The Bank of Japan also releases its monetary policy meeting minutes Wednesday evening, a potentially market-moving event given the 6-3 vote split at the last meeting and the 74% probability markets are now pricing for a June BOJ rate hike. The Reserve Bank of Australia announces its rate decision Sunday night at 11:30 PM ET, with estimates at 4.35% against a prior of 4.1%.
Crypto-Specific Events
Coinbase will delist DAI and convert remaining tokens to USDS on May 4, reflecting the ongoing consolidation in the stablecoin landscape as Circle's USDC and its derivatives gain institutional ground.
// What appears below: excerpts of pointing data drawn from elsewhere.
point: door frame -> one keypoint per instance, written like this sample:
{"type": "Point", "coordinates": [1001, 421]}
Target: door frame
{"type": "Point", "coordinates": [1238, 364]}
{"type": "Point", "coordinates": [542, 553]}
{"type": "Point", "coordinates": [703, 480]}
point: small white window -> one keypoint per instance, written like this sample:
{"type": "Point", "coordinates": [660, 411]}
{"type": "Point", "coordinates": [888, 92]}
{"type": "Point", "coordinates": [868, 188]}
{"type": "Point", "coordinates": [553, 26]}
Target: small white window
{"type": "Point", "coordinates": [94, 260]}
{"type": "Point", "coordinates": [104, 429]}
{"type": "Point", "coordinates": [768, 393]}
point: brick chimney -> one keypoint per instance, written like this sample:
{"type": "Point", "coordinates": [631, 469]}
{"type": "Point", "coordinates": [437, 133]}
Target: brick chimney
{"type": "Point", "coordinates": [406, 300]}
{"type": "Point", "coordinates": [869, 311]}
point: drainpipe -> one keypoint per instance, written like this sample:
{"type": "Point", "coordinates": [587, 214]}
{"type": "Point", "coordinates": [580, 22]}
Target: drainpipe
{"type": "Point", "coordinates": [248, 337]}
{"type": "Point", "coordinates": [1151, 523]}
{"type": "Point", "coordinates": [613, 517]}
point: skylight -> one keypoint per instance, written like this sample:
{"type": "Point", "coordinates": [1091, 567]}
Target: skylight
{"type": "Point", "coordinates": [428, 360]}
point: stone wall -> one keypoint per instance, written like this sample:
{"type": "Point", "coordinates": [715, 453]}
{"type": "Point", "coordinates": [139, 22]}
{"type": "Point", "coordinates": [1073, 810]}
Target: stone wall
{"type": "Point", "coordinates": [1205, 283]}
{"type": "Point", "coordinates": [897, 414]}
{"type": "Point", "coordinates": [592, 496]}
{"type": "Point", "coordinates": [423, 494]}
ZKsync Lite will be fully deprecated the same day, marking the end of the original ZKsync layer-2 product as the ecosystem transitions fully to ZKsync Era.
Lido DAO is conducting a time-sensitive governance vote -- ending May 6 -- on a proposal to temporarily lower the EarnETH first-loss protection trigger below the standard 1% threshold, designed to ensure full compensation for users if the rsETH shortfall from the KelpDAO exploit is resolved through DeFi United.
The Asymmetric Setup
Jennifer Hanny, partner at Echo Base, framed the week's risk environment concisely. "Investors aren't heavily positioned and volatility remains low, creating an asymmetrical setup: markets appear stable on the surface but could react quickly to any catalyst that forces a repricing of risk," she told CoinDesk.
With Bitcoin consolidating around $79,000 after its first $80,000 breach since January, the combination of a potentially weak payrolls print, a wave of Bitcoin treasury earnings, and active Fed speakers creates the conditions for either a sustained breakout above $80,000 or a return to the mid-$70,000s that Marex analysts identified as the alternative scenario on a rejection.